In 1972, Commonwealth Caribbean leaders at the Seventh Heads of Government
Conference decided to transform the Caribbean Free Trade Association
(CARIFTA) into a Common Market and establish the Caribbean Community,
of which the Common Market would be an integral part.
The signing of
the Treaty establishing the Caribbean Community, Chaguaramas, 4th July
1973,
was a defining moment in the history of the Commonwealth
Caribbean. Although a free-trade area had been established, CARIFTA did
not provide for the free movement of labour and capital, or the coordination
of agricultural, industrial and foreign policies.

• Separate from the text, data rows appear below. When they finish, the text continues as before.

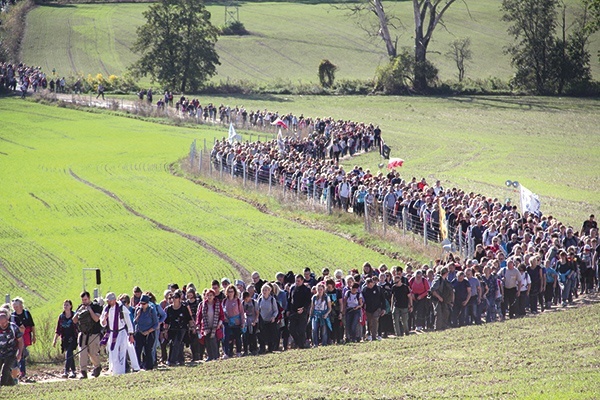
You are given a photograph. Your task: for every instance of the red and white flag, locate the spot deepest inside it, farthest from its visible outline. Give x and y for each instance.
(279, 122)
(395, 163)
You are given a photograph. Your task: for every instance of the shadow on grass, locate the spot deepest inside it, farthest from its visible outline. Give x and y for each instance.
(517, 103)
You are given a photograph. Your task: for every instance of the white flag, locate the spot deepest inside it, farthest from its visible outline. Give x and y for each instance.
(529, 201)
(233, 136)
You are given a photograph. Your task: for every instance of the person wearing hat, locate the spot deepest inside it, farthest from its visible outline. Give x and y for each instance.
(11, 348)
(146, 320)
(119, 329)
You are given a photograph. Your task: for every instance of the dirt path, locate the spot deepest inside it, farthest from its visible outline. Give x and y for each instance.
(245, 275)
(263, 209)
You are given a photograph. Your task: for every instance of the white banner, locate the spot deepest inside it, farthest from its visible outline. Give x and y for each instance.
(529, 201)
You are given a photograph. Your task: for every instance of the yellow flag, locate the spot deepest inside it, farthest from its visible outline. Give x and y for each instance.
(443, 226)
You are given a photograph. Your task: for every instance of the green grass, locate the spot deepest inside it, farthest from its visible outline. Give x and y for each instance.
(550, 145)
(287, 43)
(554, 355)
(45, 240)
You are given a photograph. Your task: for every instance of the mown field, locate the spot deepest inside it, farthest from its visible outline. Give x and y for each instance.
(53, 224)
(287, 43)
(550, 145)
(553, 356)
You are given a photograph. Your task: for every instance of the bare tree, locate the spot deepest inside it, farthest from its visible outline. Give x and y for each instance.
(427, 15)
(381, 28)
(460, 51)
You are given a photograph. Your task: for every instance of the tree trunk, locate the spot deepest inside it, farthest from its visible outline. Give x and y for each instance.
(390, 45)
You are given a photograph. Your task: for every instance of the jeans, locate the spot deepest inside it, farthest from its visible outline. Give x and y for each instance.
(298, 324)
(69, 359)
(490, 315)
(373, 322)
(472, 311)
(319, 326)
(212, 348)
(6, 365)
(143, 345)
(400, 317)
(233, 334)
(352, 324)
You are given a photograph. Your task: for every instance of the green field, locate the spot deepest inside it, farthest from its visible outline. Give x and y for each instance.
(550, 145)
(287, 43)
(553, 356)
(53, 225)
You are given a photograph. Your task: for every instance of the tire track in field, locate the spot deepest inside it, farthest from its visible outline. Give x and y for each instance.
(265, 210)
(245, 275)
(38, 199)
(17, 144)
(19, 281)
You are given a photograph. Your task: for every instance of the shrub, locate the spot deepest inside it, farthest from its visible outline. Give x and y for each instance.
(234, 28)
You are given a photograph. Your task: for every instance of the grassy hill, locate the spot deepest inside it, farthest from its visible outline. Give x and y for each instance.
(82, 190)
(552, 356)
(287, 43)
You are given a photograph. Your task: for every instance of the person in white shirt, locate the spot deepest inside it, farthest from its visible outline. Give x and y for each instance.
(116, 318)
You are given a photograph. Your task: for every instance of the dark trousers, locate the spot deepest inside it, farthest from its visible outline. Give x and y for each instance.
(6, 365)
(442, 315)
(233, 334)
(510, 302)
(269, 336)
(298, 324)
(143, 345)
(69, 359)
(176, 347)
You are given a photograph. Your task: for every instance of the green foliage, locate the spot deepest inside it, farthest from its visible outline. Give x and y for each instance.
(327, 73)
(397, 76)
(12, 29)
(507, 360)
(545, 62)
(233, 28)
(177, 45)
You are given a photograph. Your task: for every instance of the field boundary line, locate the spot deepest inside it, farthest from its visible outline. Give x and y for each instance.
(19, 281)
(265, 210)
(244, 273)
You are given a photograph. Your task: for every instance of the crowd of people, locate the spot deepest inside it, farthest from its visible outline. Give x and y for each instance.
(533, 266)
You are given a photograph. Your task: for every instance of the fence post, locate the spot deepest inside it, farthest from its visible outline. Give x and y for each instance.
(384, 220)
(270, 179)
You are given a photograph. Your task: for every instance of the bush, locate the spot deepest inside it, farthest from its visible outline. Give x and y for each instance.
(235, 28)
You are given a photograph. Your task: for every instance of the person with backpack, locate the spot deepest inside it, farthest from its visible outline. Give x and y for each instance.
(23, 319)
(299, 299)
(11, 348)
(374, 307)
(442, 296)
(178, 322)
(119, 331)
(319, 316)
(401, 305)
(87, 318)
(353, 303)
(66, 330)
(268, 310)
(251, 327)
(146, 323)
(337, 312)
(235, 319)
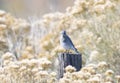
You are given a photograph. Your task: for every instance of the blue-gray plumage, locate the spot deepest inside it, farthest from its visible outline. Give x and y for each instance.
(66, 42)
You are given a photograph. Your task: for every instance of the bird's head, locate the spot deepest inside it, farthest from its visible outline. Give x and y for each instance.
(63, 32)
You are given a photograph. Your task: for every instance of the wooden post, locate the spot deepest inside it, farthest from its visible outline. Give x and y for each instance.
(66, 59)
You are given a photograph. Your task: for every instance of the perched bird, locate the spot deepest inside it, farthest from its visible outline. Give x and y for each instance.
(66, 42)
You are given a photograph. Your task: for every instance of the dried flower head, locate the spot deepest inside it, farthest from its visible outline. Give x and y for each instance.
(70, 69)
(8, 56)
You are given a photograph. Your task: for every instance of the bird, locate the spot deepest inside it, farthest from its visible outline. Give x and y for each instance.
(66, 42)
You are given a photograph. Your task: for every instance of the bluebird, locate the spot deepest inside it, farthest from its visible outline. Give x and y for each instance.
(66, 42)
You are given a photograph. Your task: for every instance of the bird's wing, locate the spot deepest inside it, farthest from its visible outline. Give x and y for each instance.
(69, 41)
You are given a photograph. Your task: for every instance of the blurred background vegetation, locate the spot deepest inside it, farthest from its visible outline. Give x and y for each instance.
(25, 8)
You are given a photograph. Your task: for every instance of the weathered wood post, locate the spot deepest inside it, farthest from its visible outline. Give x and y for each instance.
(66, 59)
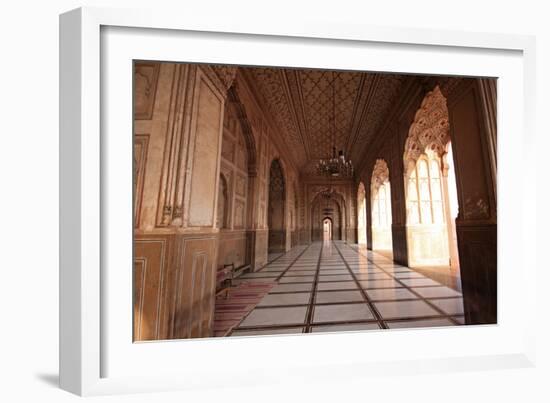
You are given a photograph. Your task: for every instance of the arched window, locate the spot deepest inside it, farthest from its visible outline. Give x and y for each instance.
(221, 218)
(424, 192)
(430, 231)
(361, 215)
(381, 207)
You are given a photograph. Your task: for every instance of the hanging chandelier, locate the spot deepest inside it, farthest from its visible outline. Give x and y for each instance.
(337, 166)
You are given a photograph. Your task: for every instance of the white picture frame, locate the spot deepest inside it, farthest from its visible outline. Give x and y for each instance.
(96, 356)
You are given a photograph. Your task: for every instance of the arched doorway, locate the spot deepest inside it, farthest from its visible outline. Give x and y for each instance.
(361, 215)
(276, 209)
(430, 190)
(381, 214)
(328, 205)
(327, 229)
(221, 219)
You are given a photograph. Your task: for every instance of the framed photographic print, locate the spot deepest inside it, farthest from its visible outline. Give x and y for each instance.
(312, 197)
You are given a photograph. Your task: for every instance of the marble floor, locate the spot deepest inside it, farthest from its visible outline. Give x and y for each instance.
(332, 286)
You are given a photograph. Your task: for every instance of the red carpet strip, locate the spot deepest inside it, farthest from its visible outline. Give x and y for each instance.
(239, 302)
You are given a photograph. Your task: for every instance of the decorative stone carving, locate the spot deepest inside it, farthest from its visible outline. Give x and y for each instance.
(301, 104)
(430, 129)
(476, 208)
(380, 175)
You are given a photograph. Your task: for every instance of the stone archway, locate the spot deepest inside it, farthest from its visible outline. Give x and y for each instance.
(327, 229)
(276, 208)
(361, 215)
(431, 234)
(381, 209)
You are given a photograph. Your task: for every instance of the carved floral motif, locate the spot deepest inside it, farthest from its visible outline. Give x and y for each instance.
(430, 129)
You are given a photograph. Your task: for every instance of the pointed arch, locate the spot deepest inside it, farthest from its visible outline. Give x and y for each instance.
(276, 208)
(361, 215)
(431, 239)
(381, 210)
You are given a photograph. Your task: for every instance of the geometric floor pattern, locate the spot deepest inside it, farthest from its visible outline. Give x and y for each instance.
(331, 286)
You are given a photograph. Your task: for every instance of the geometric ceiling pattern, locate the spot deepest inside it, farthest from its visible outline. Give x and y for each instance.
(319, 109)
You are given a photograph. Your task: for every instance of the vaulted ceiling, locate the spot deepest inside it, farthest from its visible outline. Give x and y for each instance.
(303, 103)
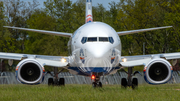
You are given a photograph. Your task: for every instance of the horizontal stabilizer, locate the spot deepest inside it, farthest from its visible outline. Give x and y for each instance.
(140, 30)
(42, 31)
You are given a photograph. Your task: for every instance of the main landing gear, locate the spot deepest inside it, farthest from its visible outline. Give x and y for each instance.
(130, 82)
(96, 82)
(55, 81)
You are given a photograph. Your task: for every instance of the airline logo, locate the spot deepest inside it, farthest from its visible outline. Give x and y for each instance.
(89, 0)
(89, 18)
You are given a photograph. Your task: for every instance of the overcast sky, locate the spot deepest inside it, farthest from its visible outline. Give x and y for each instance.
(95, 2)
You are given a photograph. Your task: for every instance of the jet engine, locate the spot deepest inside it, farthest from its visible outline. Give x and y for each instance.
(157, 71)
(30, 71)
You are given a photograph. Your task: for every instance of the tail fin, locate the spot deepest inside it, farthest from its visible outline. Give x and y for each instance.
(89, 17)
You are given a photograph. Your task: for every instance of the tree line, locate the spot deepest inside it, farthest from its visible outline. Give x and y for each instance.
(65, 16)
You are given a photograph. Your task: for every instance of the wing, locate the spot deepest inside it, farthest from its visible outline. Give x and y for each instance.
(140, 30)
(42, 31)
(130, 61)
(54, 61)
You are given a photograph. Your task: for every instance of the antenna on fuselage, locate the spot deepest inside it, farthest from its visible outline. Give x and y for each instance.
(89, 17)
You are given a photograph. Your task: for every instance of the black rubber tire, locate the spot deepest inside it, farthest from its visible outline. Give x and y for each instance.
(94, 84)
(134, 83)
(50, 82)
(100, 84)
(61, 82)
(123, 83)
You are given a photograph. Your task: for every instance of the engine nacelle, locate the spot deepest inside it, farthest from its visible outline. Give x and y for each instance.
(157, 71)
(30, 71)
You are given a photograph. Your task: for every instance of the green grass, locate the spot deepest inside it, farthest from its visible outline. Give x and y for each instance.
(167, 92)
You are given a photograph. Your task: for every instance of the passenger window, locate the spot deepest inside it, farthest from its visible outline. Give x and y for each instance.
(84, 39)
(104, 39)
(111, 40)
(91, 39)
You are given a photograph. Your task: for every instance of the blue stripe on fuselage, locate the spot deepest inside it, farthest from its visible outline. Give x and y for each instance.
(92, 69)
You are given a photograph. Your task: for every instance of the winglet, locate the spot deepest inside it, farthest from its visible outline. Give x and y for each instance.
(89, 17)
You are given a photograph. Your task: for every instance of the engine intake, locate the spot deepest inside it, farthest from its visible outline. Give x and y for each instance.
(30, 71)
(158, 71)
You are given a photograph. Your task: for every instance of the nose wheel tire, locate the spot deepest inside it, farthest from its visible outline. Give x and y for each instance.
(123, 83)
(94, 84)
(134, 83)
(50, 82)
(61, 82)
(100, 84)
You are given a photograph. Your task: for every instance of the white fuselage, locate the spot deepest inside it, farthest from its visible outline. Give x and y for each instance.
(95, 47)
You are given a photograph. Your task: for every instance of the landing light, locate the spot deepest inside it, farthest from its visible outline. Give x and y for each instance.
(124, 59)
(93, 77)
(63, 60)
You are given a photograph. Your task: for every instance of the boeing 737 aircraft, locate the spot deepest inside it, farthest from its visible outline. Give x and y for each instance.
(95, 51)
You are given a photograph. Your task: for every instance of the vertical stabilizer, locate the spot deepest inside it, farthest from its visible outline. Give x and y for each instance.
(89, 17)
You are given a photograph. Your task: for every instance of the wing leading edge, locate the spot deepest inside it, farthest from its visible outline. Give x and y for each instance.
(142, 60)
(42, 31)
(141, 30)
(54, 61)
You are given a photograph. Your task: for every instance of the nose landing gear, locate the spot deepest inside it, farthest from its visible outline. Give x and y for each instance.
(96, 82)
(131, 82)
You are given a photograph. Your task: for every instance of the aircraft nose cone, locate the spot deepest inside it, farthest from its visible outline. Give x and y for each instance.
(98, 50)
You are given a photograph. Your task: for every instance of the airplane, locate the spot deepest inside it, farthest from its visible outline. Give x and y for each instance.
(95, 51)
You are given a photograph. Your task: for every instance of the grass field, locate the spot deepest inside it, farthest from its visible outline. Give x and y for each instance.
(167, 92)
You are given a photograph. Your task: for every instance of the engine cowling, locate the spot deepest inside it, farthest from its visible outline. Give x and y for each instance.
(30, 71)
(157, 71)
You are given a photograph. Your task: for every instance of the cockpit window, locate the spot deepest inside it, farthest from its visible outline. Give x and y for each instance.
(91, 39)
(104, 39)
(96, 39)
(111, 40)
(84, 39)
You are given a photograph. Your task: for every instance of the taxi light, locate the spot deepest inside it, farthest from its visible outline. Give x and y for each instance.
(124, 59)
(93, 77)
(63, 60)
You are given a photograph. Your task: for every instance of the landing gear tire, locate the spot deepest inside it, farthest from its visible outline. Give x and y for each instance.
(123, 83)
(94, 84)
(100, 84)
(134, 83)
(61, 82)
(50, 82)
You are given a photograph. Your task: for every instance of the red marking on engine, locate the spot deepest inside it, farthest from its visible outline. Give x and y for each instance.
(93, 77)
(17, 68)
(112, 58)
(81, 58)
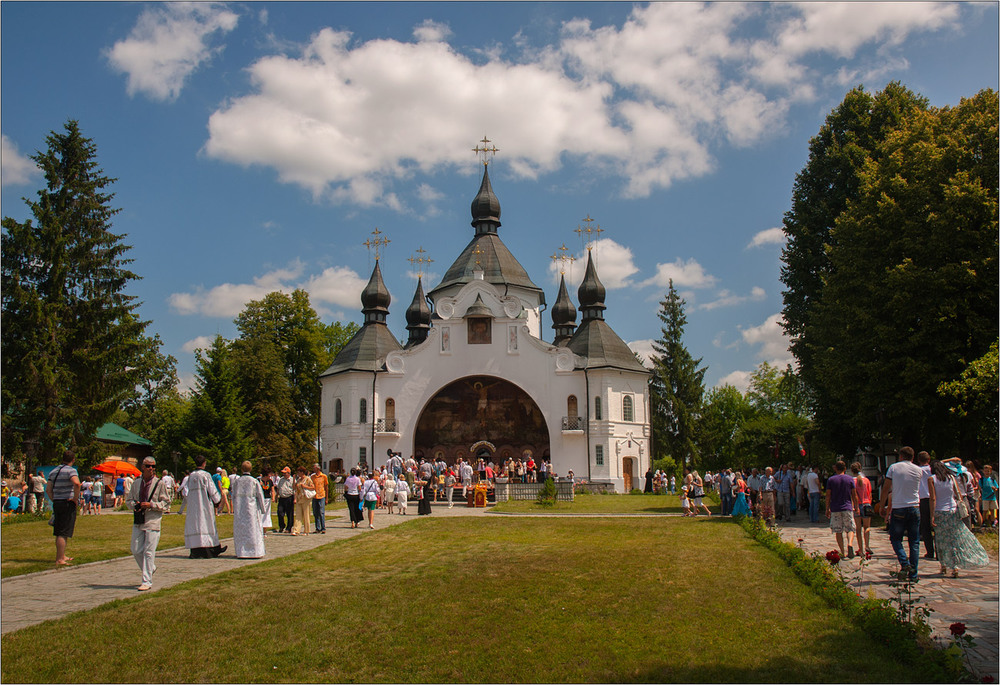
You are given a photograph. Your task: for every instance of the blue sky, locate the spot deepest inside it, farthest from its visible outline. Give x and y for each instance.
(258, 145)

The objectives of the Community, identified in Article 6 of the Revised
Treaty, are: to improve standards of living and work; the full employment
of labour and other factors of production; accelerated, coordinated
and sustained economic development and convergence; expansion of trade
and
economic relations with third States; enhanced levels of international
competitiveness; organisation for increased production and productivity;
achievement of a greater measure of economic leverage and effectiveness
of Member States in dealing with third States, groups of States and
entities of any description and the enhanced co-ordination of Member
States’ foreign
and foreign economic policies and enhanced functional co-operation.
The Revised Treaty
In 1989, when the Heads of Government made the decision to transform
the Common Market into a single market and economy in which factors
move freely as a basis for internationally competitive production of
goods
and provision of services, it was also decided that for the transformation
to take place, the Treaty would have to be revised.
In 1992,
following the adoption of the report of the West Indian Commission,
an Inter-governmental Task Force was established, to work on the revision
of the Treaty.
Between 1993 and 2000, the Inter-Governmental Task Force (IGTF) which
was composed of representatives of all Member States, produced nine
Protocols, for the purpose of amending the Treaty. These nine Protocols
were later
combined to create a new version of the Treaty, called formally, The
Revised Treaty of Chaguaramas Establishing the Caribbean Community,
including the CARICOM Single Market and Economy.
Allowances have been
made for the subsequent inclusion in the Revised
Treaty, by way of additional Protocols, new issues such as e-commerce,
government procurement, trade in goods from free zones, free circulation
of goods, and the rights contingent on the free movement of persons.